Cohen also knows how to rig an unfair fight, and to then ring maximum humiliation and humor out of each situation. The core of his movie is that he and his audience know he is playing a role, and this gives him, and them, power over the less sophisticated stooges who don’t. The world becomes divided between the club of those who are in on the joke, and the excluded rubes who aren’t. The more tolerant the simpletons try to be toward Borat, the more he drags them into the realm of anti-Semitism and vileness. The more hospitable they try to be, the dumber they appear for not understanding the situation.

I've already explained above why this (incredibly condescending) interpretation of "Borat" misses the mark. Is Borat's humor really based on ridicule of rubes who are "not in on the joke," or making audiences feel they are socially superior to the people on the screen? What's so terribly funny about that -- and why does Brooks assume that's the only "joke" to "get"?

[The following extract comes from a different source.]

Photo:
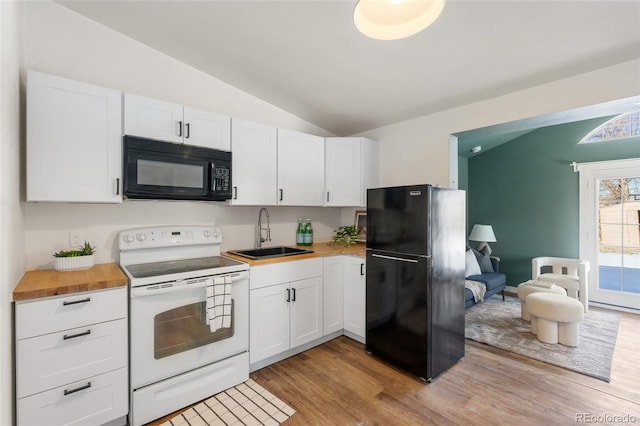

Hitchens and Brooks agree, it's all another manifestation of the rudeness and crudeness of Young People Today.

Hitchens: "As far as one can tell, most youth culture is as inarticulate and illiterate and mannerless as Sacha Baron Cohen made it out to be [on "Da Ali G Show"]..."

Brooks: "There’s also that distinct style of young person’s snobbery. Young people haven’t accomplished much yet so they can only elevate themselves by endlessly celebrating their own superior sensibilities."

Yeah, surely that must explain why "Borat" is funny or not.